Others, like Thiebaud, insist on the handmade mark as a form of resistance to that same machine, insisting that pleasure and craft still mean something. Damien Hirst, whose pharmaceutical cabinets and spot paintings occupy adjacent territory, has also engaged with food imagery as part of his broader inquiry into desire and death, though the clinical chill he brings is the opposite of Thiebaud's confectionery warmth. Paul McCarthy has made food and eating into something deliberately grotesque and theatrical, using ketchup and chocolate in performances that collapse the line between nourishment and disgust. What holds all of this together is an understanding that food is never innocent.
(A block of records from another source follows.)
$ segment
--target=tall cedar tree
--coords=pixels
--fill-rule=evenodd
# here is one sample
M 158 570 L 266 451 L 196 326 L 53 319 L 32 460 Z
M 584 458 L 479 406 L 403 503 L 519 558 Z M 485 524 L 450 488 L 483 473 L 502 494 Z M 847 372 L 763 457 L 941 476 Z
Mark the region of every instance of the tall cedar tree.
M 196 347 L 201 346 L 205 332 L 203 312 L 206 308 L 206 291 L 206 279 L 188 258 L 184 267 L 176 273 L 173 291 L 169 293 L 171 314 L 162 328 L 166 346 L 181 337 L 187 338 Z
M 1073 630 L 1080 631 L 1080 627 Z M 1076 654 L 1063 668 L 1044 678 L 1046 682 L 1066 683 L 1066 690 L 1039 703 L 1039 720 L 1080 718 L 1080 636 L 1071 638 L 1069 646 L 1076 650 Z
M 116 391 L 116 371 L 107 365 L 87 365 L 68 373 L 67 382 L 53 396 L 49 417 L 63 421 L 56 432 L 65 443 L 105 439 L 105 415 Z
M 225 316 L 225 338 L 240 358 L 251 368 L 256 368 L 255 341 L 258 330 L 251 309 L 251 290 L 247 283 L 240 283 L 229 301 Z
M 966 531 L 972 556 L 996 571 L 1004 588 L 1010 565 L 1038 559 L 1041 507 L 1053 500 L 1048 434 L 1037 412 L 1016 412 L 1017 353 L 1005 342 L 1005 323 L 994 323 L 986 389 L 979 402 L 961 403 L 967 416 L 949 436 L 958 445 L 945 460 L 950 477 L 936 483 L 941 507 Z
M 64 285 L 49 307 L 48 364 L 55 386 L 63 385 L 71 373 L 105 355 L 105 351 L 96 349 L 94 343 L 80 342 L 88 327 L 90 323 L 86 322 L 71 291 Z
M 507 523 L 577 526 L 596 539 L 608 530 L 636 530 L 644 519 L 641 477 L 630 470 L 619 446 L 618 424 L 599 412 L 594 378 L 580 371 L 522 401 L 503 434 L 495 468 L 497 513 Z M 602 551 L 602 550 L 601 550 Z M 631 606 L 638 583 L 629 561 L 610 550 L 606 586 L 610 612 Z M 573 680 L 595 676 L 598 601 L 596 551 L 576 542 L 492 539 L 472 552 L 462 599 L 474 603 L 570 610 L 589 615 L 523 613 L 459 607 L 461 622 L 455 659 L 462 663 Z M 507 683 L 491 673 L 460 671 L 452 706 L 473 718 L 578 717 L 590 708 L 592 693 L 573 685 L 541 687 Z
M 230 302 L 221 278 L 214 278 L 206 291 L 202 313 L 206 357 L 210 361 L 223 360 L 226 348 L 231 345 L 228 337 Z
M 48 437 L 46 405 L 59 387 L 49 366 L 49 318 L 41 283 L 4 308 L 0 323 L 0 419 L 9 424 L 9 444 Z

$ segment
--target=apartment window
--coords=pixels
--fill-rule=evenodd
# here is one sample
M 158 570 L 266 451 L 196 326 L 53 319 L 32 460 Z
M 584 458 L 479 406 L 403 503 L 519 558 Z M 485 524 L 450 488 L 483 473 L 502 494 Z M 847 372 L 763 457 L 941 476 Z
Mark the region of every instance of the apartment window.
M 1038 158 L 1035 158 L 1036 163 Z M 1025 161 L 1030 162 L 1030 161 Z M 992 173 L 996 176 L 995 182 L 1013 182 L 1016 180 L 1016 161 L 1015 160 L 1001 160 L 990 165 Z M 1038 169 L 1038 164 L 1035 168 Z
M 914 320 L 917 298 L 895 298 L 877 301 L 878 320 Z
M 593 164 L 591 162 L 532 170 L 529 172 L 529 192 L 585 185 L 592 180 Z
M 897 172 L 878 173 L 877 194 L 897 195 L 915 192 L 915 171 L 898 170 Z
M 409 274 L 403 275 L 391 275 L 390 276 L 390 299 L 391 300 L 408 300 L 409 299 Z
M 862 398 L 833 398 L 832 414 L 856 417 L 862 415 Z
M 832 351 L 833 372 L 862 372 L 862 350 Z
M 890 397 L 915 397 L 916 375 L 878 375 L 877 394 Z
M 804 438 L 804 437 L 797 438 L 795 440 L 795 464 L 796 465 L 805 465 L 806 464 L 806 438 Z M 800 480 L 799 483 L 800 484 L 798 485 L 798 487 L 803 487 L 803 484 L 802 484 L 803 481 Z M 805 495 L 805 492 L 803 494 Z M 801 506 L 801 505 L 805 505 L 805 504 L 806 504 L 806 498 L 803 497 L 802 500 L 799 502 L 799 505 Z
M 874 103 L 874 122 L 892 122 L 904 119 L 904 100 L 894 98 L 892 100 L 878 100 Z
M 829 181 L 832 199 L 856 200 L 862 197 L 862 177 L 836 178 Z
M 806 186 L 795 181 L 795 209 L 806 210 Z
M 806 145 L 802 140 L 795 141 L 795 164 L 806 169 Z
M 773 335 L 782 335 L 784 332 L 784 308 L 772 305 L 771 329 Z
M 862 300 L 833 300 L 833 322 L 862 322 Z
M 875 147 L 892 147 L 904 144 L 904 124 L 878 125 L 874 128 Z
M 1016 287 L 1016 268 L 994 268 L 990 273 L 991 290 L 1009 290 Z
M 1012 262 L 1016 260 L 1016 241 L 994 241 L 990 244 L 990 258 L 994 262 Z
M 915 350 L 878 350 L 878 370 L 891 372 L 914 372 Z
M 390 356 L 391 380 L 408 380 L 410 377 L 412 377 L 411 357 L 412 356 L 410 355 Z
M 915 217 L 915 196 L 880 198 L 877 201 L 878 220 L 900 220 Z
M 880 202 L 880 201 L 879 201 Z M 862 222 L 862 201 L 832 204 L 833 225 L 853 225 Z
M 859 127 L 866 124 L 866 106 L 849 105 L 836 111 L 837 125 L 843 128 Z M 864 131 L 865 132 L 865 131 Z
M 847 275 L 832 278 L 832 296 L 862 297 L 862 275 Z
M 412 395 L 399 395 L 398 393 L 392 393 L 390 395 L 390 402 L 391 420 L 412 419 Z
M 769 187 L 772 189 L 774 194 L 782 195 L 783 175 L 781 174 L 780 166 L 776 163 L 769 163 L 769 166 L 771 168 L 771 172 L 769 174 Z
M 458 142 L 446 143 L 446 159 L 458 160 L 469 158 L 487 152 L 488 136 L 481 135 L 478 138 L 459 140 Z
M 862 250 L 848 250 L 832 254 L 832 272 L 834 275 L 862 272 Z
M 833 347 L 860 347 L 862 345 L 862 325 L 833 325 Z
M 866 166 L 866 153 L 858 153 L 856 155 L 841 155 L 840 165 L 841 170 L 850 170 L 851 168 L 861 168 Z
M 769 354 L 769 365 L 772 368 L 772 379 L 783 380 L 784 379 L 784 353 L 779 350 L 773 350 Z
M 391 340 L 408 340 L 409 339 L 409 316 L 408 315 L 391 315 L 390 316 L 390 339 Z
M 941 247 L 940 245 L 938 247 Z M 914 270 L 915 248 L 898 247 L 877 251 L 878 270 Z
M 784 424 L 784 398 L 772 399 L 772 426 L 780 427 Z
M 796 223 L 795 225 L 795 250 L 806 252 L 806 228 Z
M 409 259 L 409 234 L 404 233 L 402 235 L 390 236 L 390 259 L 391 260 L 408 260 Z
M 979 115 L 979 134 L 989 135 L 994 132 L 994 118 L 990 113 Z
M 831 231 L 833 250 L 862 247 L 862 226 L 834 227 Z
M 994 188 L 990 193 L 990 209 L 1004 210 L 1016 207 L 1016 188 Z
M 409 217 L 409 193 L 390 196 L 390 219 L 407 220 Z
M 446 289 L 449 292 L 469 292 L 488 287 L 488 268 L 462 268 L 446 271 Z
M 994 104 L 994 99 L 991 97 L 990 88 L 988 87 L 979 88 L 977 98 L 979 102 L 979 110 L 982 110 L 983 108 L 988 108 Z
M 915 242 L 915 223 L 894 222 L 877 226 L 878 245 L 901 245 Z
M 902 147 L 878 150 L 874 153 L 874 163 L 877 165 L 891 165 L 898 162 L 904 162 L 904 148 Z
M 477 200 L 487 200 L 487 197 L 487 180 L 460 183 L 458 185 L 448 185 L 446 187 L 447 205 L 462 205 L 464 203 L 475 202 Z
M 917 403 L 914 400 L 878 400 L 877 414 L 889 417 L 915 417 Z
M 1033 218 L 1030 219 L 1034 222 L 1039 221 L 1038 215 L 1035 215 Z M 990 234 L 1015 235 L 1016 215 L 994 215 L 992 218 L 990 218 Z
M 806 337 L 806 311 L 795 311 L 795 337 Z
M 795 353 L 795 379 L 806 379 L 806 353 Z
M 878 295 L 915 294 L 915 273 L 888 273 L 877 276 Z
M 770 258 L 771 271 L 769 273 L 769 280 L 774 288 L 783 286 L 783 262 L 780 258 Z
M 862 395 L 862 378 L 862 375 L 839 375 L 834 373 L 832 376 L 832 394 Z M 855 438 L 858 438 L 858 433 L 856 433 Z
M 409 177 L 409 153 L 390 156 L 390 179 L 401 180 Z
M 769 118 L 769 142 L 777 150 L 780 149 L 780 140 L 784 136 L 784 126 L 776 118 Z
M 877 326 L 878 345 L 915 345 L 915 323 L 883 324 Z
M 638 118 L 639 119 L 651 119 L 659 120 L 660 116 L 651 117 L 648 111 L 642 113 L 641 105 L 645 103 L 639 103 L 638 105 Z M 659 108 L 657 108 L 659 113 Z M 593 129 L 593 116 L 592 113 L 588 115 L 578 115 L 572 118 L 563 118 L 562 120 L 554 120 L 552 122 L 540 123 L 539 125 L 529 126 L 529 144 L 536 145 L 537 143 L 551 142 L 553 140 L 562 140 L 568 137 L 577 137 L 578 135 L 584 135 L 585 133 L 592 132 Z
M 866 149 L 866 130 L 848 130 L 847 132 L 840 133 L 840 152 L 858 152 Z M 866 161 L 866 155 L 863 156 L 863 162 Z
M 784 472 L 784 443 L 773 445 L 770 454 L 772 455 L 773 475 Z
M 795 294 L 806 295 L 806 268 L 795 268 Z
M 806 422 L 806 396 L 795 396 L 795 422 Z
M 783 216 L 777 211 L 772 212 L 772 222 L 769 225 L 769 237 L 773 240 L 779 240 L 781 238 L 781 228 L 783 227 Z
Every image of a meal carries a history of who is invited to eat and who is not, what is affordable and what is aspirational, what is celebrated and what is considered lowly. Artists from Warhol to Bernhardt to Tal R have understood that the grocery store and the kitchen and the restaurant table are sites of profound social meaning, places where class and race and gender and economics are rehearsed daily without anyone quite saying so. Derrick Guild's still life traditions and Donald Baechler's cartoonish consumables approach this from quite different aesthetic positions, yet both are reading the same underlying text. Food imagery in art has never been more alive as a category than it is right now, partly because the questions it raises about consumption, sustainability, and global inequality feel genuinely pressing.
The works gathered on The Collection across this theme offer a generous cross section of that conversation, from Pop's first provocations to the restless, image saturated present. To spend time with them is to realize that what we put in our mouths, what we display on our tables, what we choose to paint or photograph or sculpt, tells us most of what we need to know about who we are and what we want.